Exponential functions are fascinating and vital in mathematics, especially in calculus and applied sciences. An exponential function expresses a mathematical model where a constant base is raised to a variable exponent.
For instance, in our exercise, the function is defined as \( f(x) = 16^x \), where the base is 16 and the exponent is \( x \). This means that as the exponent increases, the function grows rapidly.
An important characteristic of exponential functions is their growth or decay rate, which can be extraordinarily fast, depending on the base.

• If the base is greater than 1, like in \( 16^x \), the function grows.
• If the base is between 0 and 1, the function decays.
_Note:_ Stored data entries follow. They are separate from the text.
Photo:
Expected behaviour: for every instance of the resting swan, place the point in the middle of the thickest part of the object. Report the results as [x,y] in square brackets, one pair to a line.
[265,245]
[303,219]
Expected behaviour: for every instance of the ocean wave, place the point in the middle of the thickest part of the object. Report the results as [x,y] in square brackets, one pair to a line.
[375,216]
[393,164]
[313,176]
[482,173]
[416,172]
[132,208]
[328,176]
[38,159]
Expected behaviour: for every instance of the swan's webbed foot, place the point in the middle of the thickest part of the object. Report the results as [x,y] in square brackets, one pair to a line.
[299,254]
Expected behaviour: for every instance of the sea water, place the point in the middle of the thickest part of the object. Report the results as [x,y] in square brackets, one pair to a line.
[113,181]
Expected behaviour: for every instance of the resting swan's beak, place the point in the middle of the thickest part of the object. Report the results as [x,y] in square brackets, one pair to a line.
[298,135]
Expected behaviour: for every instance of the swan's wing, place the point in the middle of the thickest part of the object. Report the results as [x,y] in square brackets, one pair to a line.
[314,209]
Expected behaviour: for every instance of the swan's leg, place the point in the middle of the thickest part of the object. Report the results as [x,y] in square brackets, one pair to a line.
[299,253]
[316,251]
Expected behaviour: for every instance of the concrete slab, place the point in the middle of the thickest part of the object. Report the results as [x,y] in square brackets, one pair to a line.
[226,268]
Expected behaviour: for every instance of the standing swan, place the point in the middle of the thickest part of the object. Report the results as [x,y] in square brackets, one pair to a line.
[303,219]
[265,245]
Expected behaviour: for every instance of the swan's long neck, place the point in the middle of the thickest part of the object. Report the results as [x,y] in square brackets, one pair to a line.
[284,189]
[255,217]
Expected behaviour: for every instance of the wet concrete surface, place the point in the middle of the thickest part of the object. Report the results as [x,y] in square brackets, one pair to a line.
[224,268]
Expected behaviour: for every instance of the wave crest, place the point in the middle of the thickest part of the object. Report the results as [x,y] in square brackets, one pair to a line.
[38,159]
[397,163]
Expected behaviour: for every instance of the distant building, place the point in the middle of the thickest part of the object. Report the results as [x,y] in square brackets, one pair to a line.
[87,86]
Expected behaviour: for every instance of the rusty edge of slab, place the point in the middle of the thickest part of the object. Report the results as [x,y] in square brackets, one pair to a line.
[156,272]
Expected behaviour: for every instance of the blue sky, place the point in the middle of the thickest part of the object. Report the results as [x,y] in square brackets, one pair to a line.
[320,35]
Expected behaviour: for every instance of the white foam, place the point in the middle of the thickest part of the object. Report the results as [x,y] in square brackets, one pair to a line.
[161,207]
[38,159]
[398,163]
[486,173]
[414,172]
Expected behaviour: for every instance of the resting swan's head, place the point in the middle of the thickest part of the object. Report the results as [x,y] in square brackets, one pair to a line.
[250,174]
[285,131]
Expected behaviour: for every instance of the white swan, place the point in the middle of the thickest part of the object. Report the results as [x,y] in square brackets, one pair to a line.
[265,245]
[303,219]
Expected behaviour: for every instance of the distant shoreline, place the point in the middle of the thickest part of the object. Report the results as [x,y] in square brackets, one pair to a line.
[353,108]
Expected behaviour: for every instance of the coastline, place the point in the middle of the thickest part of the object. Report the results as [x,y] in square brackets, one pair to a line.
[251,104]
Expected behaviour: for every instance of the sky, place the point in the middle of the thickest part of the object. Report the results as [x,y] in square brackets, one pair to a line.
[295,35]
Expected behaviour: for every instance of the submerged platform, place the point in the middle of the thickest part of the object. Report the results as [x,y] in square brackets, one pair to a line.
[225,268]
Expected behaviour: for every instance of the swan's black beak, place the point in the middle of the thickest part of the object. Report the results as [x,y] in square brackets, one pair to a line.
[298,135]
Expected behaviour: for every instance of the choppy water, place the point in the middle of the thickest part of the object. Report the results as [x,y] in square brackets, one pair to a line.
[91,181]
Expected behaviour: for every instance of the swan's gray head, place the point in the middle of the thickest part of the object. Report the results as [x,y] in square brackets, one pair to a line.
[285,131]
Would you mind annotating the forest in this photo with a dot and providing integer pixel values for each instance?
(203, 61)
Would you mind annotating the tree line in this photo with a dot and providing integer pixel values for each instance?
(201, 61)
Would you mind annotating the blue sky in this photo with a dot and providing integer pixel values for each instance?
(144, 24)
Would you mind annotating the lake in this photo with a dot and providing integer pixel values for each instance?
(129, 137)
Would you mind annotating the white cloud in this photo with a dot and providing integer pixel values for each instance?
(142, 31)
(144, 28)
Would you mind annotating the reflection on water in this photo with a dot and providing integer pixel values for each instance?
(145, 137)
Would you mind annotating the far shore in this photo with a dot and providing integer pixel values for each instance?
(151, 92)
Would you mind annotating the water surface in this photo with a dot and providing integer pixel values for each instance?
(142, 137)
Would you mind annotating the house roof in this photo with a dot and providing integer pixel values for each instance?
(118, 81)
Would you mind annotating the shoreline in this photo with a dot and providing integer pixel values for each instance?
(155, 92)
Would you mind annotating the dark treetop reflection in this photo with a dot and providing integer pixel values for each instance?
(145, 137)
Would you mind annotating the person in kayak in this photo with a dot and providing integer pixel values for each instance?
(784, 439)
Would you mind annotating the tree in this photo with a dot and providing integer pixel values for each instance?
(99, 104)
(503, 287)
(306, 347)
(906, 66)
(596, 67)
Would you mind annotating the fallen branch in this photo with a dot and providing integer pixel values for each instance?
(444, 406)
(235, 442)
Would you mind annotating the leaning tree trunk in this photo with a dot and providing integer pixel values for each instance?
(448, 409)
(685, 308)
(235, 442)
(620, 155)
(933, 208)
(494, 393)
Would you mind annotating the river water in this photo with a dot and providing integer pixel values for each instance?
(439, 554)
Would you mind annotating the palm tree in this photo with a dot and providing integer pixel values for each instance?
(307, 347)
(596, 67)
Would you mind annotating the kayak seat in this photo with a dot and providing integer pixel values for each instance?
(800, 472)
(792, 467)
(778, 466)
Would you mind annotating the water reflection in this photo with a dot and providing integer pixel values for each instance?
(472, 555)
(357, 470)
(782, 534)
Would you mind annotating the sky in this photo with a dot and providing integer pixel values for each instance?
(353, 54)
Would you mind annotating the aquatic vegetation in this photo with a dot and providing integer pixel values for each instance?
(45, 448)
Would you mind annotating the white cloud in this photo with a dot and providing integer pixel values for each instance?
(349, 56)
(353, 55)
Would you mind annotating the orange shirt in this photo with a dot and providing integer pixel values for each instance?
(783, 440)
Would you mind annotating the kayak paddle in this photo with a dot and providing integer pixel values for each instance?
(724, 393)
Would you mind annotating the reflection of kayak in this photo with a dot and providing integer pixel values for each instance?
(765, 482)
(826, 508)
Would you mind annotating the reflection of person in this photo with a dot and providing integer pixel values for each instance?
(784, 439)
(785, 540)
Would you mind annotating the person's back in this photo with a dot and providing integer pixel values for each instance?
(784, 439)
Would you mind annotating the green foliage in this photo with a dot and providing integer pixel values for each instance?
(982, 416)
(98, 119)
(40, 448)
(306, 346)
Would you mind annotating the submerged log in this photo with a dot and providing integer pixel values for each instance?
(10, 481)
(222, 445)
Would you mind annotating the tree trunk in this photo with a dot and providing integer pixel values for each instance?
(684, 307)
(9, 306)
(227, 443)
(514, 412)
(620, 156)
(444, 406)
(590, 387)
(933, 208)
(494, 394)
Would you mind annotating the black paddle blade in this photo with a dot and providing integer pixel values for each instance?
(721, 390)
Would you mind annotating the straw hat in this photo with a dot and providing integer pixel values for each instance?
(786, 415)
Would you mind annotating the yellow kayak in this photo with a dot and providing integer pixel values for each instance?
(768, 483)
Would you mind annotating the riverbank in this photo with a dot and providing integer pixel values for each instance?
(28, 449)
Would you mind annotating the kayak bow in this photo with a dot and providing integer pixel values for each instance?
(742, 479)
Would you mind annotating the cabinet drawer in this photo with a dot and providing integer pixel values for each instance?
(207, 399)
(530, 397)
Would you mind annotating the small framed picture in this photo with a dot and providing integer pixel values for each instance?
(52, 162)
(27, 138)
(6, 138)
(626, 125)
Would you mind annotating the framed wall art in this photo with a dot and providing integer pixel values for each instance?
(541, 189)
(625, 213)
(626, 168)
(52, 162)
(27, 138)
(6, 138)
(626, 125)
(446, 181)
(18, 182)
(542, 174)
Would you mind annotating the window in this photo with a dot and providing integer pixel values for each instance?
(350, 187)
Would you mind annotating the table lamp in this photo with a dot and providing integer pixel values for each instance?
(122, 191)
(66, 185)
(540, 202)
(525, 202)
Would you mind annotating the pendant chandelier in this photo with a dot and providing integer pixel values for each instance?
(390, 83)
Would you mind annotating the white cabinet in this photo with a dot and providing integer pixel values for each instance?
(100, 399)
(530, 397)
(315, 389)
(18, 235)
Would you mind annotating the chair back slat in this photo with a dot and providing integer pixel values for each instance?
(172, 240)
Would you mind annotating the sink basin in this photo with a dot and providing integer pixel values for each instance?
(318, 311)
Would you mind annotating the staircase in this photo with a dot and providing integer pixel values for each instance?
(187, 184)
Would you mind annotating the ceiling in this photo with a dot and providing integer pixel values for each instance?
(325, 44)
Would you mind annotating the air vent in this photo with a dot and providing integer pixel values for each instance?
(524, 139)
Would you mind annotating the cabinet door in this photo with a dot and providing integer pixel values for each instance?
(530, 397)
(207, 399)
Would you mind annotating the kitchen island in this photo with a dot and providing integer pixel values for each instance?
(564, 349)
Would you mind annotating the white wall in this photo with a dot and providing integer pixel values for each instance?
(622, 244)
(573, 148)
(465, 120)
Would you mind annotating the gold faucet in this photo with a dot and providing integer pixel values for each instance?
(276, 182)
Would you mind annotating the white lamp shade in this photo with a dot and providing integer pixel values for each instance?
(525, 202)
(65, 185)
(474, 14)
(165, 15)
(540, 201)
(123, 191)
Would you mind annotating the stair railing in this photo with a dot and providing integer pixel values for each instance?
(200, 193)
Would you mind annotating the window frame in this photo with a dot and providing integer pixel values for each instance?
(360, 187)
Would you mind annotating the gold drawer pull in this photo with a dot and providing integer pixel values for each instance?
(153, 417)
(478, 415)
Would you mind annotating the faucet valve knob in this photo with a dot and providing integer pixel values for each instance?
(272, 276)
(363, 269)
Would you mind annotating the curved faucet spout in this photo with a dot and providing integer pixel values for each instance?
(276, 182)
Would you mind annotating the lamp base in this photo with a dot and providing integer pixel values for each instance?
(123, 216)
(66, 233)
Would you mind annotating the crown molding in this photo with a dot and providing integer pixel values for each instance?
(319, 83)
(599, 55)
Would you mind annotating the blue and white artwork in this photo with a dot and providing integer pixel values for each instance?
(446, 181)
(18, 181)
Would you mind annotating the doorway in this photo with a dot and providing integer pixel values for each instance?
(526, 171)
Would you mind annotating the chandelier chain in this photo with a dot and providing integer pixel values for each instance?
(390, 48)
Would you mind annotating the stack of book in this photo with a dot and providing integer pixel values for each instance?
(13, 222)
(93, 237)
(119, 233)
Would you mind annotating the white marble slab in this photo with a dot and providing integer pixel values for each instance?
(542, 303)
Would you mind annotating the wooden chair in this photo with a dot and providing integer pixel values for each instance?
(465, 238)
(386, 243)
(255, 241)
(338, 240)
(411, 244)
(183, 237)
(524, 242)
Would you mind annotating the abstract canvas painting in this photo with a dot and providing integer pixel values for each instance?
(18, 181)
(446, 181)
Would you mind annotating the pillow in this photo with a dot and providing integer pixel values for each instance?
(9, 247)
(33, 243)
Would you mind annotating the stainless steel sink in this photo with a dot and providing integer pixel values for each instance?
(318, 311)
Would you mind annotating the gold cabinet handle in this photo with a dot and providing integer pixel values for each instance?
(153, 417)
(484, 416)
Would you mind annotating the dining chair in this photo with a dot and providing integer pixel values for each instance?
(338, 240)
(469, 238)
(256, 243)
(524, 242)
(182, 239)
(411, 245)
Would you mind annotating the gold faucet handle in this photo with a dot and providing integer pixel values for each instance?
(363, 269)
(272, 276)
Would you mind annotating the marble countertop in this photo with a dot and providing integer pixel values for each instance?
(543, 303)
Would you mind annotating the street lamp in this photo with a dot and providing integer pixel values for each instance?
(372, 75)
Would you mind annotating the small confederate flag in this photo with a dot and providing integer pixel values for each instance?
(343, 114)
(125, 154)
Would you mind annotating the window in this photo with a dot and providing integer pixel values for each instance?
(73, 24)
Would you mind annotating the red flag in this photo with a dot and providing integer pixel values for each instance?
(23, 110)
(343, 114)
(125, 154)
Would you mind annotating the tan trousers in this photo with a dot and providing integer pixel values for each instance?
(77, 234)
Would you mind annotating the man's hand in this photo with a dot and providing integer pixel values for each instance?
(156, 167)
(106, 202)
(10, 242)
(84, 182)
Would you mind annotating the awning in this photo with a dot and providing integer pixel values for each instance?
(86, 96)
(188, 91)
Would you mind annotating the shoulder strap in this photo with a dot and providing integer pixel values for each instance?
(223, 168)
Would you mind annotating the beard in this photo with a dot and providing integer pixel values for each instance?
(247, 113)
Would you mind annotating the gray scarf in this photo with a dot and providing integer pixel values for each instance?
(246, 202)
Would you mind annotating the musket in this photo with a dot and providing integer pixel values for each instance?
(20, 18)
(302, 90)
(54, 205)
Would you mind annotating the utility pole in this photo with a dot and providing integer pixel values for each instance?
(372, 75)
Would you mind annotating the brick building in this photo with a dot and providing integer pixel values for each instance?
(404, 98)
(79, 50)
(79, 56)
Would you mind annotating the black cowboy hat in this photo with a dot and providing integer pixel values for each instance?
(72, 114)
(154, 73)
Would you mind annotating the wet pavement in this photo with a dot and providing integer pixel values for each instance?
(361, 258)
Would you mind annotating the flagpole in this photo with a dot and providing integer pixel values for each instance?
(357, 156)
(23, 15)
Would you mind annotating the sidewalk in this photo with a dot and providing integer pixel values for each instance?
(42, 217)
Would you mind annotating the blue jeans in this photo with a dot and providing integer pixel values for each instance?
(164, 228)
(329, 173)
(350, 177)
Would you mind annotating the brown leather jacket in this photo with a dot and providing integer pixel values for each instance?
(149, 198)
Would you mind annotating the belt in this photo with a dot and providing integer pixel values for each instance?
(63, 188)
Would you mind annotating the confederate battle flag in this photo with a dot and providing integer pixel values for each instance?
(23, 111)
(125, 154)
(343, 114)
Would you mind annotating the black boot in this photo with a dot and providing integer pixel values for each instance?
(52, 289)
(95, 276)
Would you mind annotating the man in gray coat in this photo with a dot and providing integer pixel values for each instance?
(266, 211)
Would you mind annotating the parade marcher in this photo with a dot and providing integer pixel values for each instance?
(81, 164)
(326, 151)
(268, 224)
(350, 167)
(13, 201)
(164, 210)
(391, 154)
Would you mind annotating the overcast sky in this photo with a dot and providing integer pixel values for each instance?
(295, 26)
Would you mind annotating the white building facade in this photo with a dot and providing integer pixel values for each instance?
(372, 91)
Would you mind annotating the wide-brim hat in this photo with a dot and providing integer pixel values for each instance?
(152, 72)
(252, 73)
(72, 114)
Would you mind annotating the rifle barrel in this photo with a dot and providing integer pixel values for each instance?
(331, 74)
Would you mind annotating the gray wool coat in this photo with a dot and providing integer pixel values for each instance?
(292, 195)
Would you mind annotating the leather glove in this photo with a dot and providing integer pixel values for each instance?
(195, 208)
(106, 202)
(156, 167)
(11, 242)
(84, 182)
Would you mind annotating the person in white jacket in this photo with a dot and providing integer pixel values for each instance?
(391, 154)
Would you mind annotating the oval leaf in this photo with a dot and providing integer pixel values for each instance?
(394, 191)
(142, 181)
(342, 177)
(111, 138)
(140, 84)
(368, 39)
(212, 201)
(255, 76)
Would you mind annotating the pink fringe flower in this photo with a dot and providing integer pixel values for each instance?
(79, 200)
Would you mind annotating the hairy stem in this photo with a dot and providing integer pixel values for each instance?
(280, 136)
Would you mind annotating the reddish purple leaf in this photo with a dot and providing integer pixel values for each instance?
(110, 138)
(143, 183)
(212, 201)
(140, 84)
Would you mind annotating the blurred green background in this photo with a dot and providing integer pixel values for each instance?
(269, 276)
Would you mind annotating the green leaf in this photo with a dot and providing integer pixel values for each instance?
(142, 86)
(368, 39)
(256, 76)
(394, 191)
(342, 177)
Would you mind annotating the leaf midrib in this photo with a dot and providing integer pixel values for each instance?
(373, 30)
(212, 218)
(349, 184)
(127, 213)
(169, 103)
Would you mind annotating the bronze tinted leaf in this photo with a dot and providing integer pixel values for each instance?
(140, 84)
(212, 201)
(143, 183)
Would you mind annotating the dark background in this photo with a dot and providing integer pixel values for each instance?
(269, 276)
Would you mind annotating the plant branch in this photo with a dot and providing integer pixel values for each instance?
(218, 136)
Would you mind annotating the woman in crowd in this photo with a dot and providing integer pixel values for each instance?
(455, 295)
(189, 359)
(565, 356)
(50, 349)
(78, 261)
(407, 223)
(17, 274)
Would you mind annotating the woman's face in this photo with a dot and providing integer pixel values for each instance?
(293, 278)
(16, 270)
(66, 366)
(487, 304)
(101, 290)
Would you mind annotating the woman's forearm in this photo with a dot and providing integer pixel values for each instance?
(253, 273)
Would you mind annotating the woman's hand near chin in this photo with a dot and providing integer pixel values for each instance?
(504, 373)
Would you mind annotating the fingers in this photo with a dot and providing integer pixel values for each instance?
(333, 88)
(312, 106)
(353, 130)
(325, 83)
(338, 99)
Understanding exponential functions allows us to model and predict various phenomena, such as population growth, radioactive decay, and even financial investments.

Derivative calculation is an essential concept in calculus, helping us to understand how functions change. The derivative of a function indicates the rate at which the function's value changes at a certain point.
For functions like \( 16^x \), which can be expressed as \( e^{x \ln 16} \), the derivative \( f'(x) \) involves applying the chain rule.
Here’s a breakdown of the calculation:

• Re-express \( f(x) \) using the natural exponential function: \( f(x) = e^{x \ln 16} \).
• Differentiate using the chain rule: \( f'(x) = \ln(16) \cdot 16^x \).

Calculating derivatives provides insight into the behavior of functions and is foundational in understanding curves and slopes.

Using increment approximation, we can estimate the value of a function close to a known point. This method leverages small changes in x, known as increments, to find the function’s approximate value at a nearby point.
The "Method of Increments" involves:

• Identifying \( \Delta x \), the change in \( x \), which is \( 0.13 \) in our example.
• Using the derivative at a known point \( c \), which is \( f'(c) = \ln(16) \).
• Applying the formula: \( f(x) \approx f(c) + f'(c) \cdot \Delta x \).

This technique, despite its simplicity, is a powerful approach to quickly estimating values without complex calculations.

Calculus provides various methods for estimating functions' values, each with its own advantages. The "Method of Increments" is just one of these efficient techniques.
Its strength lies in:

• Simplifying complex functions into more manageable linear approximations.
• Offering quick, accurate estimates for small changes in \( x \).
• Reducing computation time compared to exact methods.

By understanding and using these methods, students can solve problems involving real-world phenomena faster and with reasonable accuracy. Such estimation techniques are crucial in fields such as engineering, economics, and even computer science.